"The facts that we've established so far are that they were robbing a car lot, they had taken a car," Samuel Roulle, a police officer, said.
"A police patrol arrived and tried to stop the car and ask for documents.
"Then a second car arrived, they must have been accomplices. Then they opened fire on the police patrol and our colleague.
"He was wearing all his protective gear, even his body armour."
If the shooting is confirmed to be the work of Eta, it would be the first time that a French policeman has been killed by the organisation in France.
"This time France has paid a high price for its co-operation with us in the fight against ETA which is so important for our freedom and security," Zapatero said.
"I have felt the assassination of this gendarme as if it were a member of our own security forces because I know how much they work with us and are dedicated to the cause of freedom and ending Eta."
Zapatero said he would speak with Nicolas Sarkozy, the French president, about the incident and expressed his condolences to the family of the slain officer.

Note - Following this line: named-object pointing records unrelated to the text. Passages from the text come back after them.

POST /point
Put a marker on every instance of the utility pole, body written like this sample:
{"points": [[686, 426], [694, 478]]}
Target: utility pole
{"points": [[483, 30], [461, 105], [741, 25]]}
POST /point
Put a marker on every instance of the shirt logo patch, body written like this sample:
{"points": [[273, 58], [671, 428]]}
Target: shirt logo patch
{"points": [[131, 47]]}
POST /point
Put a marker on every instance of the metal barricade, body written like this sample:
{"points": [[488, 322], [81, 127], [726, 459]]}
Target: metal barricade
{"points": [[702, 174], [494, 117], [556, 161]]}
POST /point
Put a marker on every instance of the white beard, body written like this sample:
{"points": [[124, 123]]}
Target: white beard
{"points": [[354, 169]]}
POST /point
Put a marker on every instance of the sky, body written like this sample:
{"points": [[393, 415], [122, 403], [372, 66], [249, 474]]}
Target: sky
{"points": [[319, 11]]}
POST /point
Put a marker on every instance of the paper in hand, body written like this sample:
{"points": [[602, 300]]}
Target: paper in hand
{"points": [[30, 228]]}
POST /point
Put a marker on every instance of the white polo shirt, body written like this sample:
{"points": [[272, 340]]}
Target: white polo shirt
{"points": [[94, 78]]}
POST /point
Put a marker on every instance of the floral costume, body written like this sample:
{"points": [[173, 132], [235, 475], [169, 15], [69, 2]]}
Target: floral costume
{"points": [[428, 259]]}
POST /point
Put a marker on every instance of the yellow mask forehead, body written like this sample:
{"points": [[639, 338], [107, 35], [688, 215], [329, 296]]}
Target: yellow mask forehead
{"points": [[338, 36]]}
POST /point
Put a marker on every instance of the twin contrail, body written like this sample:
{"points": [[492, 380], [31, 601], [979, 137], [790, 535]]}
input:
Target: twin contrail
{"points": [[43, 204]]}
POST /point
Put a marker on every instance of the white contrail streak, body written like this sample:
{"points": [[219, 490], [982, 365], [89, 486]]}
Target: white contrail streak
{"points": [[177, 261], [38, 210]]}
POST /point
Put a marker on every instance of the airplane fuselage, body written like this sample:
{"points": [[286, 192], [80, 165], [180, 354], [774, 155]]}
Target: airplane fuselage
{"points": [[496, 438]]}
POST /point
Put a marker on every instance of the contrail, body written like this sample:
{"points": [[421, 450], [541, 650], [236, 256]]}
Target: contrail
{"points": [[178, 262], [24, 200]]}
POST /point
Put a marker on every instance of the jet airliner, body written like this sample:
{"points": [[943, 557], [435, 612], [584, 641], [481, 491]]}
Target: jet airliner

In December 2007, Eta fighters fatally shot two Spanish police officers at pointblank range who had been taking part in a surveillance operation with French police in the resort town of Capbreton in the south of France.
France and Spain signed a special accord in January 2008 allowing Spanish agents to operate in southwestern France as part of their joint fight against Eta.
Over the past two years, French police in co-operation with their Spanish counterparts have arrested five leaders of Eta in France, which has long been used by the outfit as a base to stage attacks in Spain.
"The terrorist group is being pursued relentlessly but it maintains its criminal intent," Zapatero said.
"Of course our security forces, in full co-operation with those from France with the support of the governments of Spain and France, will continue with this relentless fight against the criminals of the terrorist group Eta."
Eta, regarded as a terrorist group by both the European Union and the US, has been blamed for over 800 deaths in its 41-year campaign for independence for the Basque region of northern Spain and southwestern France.
It resumed its attacks in mid-2007 after a 15-month truce and abortive negotiations with Zapatero's socialist government.
Since the end of the ceasefire, police have arrested over 450 suspected members of Eta or supporters of the group.